Solutions: 31 — Disjoint write-sets parallelize freely
Exercise 1 — Run the rig
uv run code/measurement/parallel_motion.py
=== memory-bound: pos += vel * dt ===
workers wall (s) speedup
--------------------------------------------------
serial 3.199 1.00
1 2.888 1.11
2 0.588 5.44
4 0.458 6.98
8 0.463 6.92
16 0.373 8.58
=== compute-bound: out += sin(x)**2 + cos(x)**2 ===
workers wall (s) speedup
--------------------------------------------------
serial 13.379 1.00
1 12.978 1.03
2 4.635 2.89
4 2.784 4.81
8 2.159 6.20
16 1.830 7.31
On this machine, the memory-bound case plateaus around 4-8 workers (~7-8.5× speedup); compute-bound climbs more steadily to 7.3× at 16 workers. The memory-bound ceiling is aggregate bandwidth; compute-bound is physical core count plus partial SMT overlap.

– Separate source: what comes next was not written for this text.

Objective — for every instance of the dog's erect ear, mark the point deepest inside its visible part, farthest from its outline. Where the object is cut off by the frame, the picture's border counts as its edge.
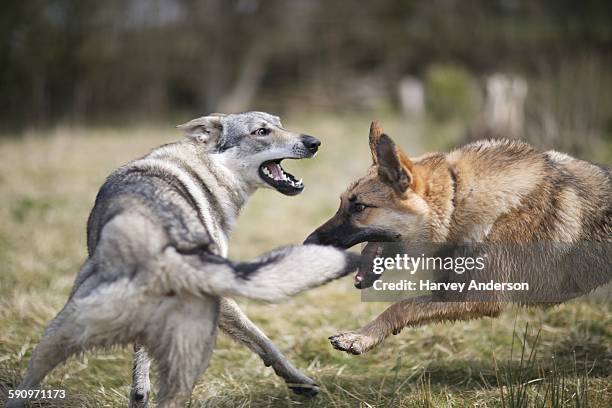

Find your curve’s flat spot — that’s your machine’s parallel ceiling for each regime.
Exercise 2 — Threading falls short
from threading import Thread
import numpy as np, time
def worker_thread(arr, start, end):
arr[0, start:end] += arr[1, start:end] * 0.033
# Same partition, threads instead of processes
n_workers = 8
arr = np.zeros((2, 10_000_000), dtype=np.float32); arr[1] = 1.0
chunk = arr.shape[1] // n_workers
t = time.perf_counter()
threads = [Thread(target=worker_thread, args=(arr, i*chunk, (i+1)*chunk)) for i in range(n_workers)]
for th in threads: th.start()
for th in threads: th.join()
print(f"threading × 8: {(time.perf_counter()-t)*1000:.1f} ms")
Typical: ~1.5-2× speedup over serial — much less than the multiprocessing ~5×. Why?
- Numpy releases the GIL during bulk ops (
*= dt), so threads can overlap during that C call. - Around the bulk op, Python orchestration (slicing, attribute lookups, etc.) holds the GIL, serialising the threads.
- Net effect: parallelism only during the C calls themselves, not for the whole worker function.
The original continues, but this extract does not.